I have a pretty puzzling issue with InnoDB and LiquidWeb’s Storm on Demand service. Basically, the issue revolves around backups. They said they can’t do anything to change their backup system, so I thought maybe there was some MySQL settings that could help with the issue.
From what I can understand, Storm uses a Xen-based virtualization infrastructure. It does daily point-in-time snapshot backups. How exactly it does this, they won’t disclose. All I do know, is at exactly the time this starts, the MySQL database basically becomes completely unresponsive for around 2 minutes. Even simple selects go on hold. If I do “show processlist” a ton of processes are in “statistics” or “sorting results” or the like. And these are all very simple-index based queries. My entire dataset easily fits in the buffer-pool as well.

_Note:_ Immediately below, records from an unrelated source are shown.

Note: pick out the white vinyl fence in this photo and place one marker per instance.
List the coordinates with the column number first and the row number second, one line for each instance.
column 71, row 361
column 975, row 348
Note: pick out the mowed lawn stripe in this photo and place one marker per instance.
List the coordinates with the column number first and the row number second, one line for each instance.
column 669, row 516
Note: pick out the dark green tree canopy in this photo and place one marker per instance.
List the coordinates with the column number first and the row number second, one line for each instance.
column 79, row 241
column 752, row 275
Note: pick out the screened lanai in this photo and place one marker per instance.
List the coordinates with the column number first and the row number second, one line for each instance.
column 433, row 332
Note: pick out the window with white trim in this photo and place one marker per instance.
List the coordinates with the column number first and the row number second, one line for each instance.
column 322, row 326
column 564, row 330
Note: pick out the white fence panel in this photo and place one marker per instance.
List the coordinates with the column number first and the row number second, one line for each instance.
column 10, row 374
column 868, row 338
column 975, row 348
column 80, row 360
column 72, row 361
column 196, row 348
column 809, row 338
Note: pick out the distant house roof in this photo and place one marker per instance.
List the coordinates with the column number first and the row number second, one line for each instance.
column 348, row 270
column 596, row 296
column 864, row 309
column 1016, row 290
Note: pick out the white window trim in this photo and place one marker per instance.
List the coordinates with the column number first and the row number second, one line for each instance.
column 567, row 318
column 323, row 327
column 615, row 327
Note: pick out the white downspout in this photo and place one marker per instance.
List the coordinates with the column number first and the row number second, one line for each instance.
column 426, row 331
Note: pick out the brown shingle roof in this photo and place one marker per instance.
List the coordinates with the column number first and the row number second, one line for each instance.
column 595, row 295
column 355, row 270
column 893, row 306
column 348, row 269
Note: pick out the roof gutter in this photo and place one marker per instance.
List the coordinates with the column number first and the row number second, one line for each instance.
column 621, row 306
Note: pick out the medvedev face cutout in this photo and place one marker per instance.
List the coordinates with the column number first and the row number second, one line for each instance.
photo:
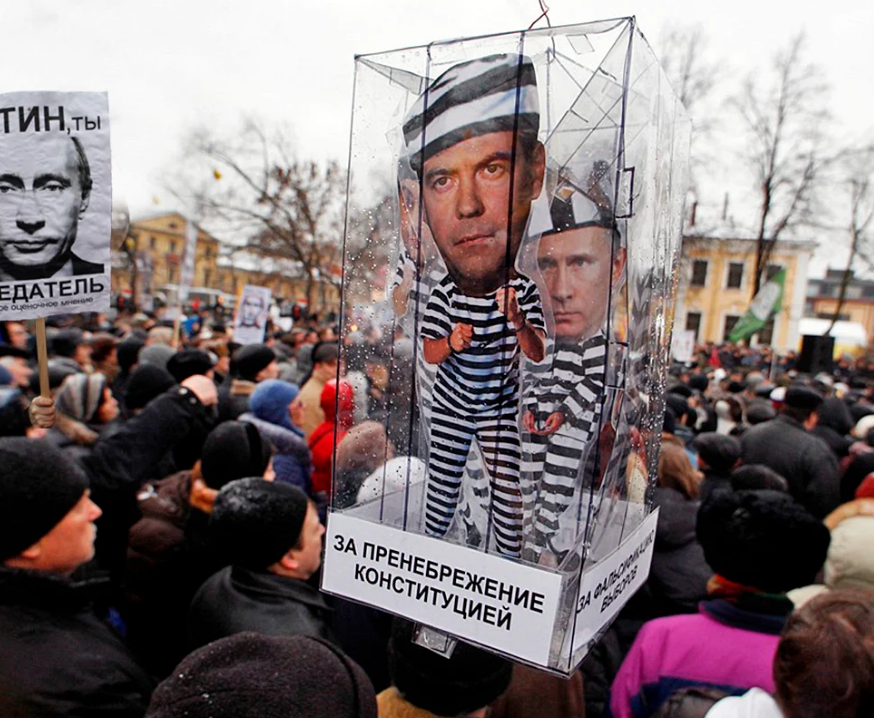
column 41, row 201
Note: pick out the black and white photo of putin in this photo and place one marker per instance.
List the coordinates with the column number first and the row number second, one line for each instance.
column 45, row 188
column 251, row 312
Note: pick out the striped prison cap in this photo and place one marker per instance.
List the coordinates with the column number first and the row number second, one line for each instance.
column 497, row 93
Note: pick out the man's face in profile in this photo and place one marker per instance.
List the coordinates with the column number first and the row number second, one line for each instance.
column 578, row 271
column 252, row 308
column 40, row 200
column 466, row 193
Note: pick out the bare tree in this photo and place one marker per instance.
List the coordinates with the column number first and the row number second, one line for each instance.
column 858, row 167
column 259, row 196
column 784, row 114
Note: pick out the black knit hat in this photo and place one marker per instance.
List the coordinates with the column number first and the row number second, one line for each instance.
column 234, row 450
column 801, row 397
column 250, row 359
column 147, row 382
column 255, row 522
column 761, row 539
column 248, row 675
column 759, row 411
column 468, row 680
column 39, row 484
column 64, row 342
column 189, row 362
column 719, row 451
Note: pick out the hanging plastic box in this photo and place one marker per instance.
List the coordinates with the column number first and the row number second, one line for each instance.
column 511, row 250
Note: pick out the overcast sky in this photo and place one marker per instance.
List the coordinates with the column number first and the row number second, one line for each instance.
column 169, row 65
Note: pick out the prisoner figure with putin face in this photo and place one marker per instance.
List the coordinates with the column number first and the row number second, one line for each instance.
column 45, row 189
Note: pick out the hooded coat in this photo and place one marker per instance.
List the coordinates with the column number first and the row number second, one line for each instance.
column 57, row 658
column 679, row 573
column 238, row 599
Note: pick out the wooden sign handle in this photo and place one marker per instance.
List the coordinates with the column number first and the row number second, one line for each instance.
column 42, row 356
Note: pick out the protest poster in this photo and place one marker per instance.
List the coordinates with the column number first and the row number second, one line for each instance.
column 55, row 204
column 186, row 274
column 250, row 320
column 526, row 331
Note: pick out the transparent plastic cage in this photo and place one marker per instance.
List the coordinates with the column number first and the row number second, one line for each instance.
column 500, row 487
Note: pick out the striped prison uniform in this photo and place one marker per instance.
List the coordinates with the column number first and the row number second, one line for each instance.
column 424, row 282
column 474, row 500
column 476, row 395
column 571, row 382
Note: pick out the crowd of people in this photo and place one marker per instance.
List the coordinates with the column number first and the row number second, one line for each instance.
column 162, row 519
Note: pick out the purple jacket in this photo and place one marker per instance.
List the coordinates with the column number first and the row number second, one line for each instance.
column 722, row 646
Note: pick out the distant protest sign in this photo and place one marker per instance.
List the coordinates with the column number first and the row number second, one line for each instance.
column 253, row 309
column 55, row 203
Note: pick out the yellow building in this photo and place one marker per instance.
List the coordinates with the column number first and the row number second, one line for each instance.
column 716, row 287
column 157, row 245
column 858, row 304
column 150, row 262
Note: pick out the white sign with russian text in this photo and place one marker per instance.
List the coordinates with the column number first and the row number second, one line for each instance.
column 609, row 584
column 472, row 595
column 55, row 204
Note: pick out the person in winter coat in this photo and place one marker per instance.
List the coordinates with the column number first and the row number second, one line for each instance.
column 85, row 406
column 272, row 534
column 252, row 676
column 824, row 666
column 326, row 366
column 679, row 573
column 249, row 365
column 275, row 408
column 850, row 560
column 833, row 425
column 338, row 407
column 718, row 456
column 805, row 461
column 760, row 544
column 57, row 657
column 427, row 685
column 169, row 552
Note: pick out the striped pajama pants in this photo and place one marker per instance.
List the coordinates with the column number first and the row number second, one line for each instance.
column 557, row 461
column 497, row 434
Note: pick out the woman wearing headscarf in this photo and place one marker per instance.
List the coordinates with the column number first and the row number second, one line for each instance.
column 85, row 407
column 276, row 408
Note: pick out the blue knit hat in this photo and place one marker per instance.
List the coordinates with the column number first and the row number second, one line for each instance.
column 269, row 402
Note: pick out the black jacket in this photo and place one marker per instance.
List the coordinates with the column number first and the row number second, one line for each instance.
column 238, row 599
column 713, row 480
column 803, row 460
column 57, row 658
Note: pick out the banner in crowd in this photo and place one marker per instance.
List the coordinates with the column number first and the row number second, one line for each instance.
column 55, row 204
column 186, row 275
column 683, row 345
column 250, row 320
column 525, row 337
column 767, row 302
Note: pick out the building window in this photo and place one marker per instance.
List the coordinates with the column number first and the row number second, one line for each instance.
column 693, row 323
column 766, row 335
column 730, row 321
column 735, row 275
column 699, row 273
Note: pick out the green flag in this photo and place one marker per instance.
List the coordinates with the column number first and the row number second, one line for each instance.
column 765, row 305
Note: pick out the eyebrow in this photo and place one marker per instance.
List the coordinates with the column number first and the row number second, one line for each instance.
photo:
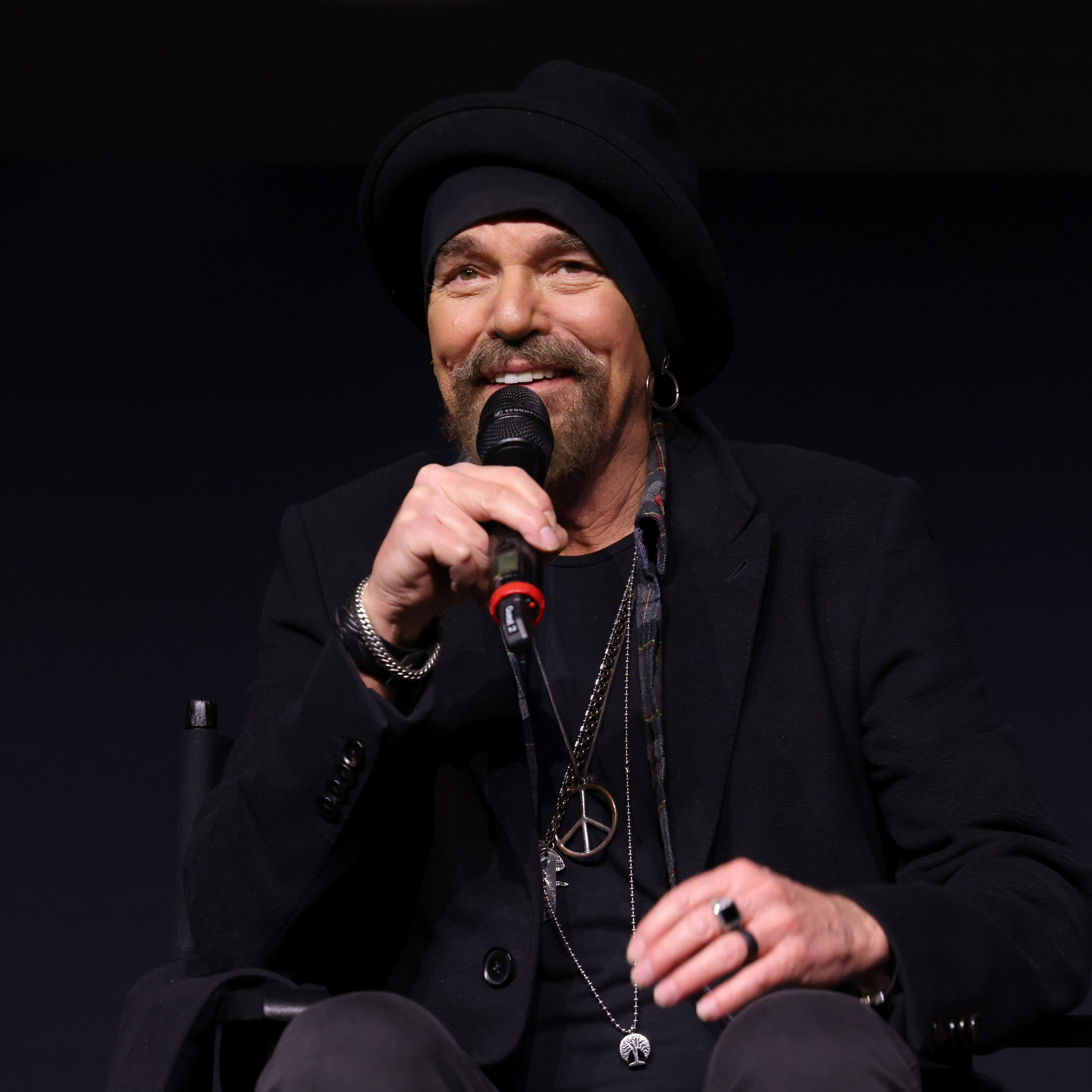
column 460, row 246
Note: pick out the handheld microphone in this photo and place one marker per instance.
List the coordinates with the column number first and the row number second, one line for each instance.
column 514, row 431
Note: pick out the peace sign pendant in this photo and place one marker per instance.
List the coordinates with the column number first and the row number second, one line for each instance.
column 586, row 824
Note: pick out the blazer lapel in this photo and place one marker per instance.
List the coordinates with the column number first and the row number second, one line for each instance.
column 719, row 551
column 476, row 693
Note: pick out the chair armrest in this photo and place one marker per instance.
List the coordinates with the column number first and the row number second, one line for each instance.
column 1057, row 1031
column 279, row 1004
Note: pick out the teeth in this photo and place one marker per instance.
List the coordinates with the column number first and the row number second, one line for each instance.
column 523, row 377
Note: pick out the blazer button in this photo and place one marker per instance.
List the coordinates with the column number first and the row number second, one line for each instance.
column 498, row 968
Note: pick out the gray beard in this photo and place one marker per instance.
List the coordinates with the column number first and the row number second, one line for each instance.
column 579, row 418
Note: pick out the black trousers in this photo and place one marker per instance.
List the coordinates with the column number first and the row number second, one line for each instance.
column 793, row 1041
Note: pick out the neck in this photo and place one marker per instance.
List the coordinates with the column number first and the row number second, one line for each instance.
column 603, row 509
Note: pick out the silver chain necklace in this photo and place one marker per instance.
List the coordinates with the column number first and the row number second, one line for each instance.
column 635, row 1049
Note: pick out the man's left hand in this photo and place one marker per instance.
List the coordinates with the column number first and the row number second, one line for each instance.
column 805, row 938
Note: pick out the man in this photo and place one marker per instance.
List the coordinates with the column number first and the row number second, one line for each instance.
column 743, row 819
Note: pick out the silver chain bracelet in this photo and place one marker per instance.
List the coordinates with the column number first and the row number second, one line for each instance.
column 378, row 648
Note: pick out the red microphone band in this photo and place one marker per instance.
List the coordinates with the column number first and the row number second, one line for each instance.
column 518, row 588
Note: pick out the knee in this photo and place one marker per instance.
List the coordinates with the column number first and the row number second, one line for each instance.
column 331, row 1045
column 811, row 1041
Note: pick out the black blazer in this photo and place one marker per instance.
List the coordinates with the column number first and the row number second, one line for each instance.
column 823, row 717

So, here’s what I’m thinking is happening. The DB does around 10-15 updates, deletes or inserts per second. In order to take a point-in-time backup, the Xen system freezes the state of the hard disks for a very brief period of time. Nothing can be written to the disk. Since the database is unable to write anything to disks, it can’t commit its inserts, updates or deletes, and everything is placed on hold. BTW, I have these settings:
innodb_flush_log_at_trx_commit = 2
So, does this sound about right to you guys? If so, is there anyway to stop the database from becoming unresponsive that you might know?
P.S. I just changed innodb_flush_log_at_trx_commit to 0 as my data is not mission critical. We’ll see if that makes any difference.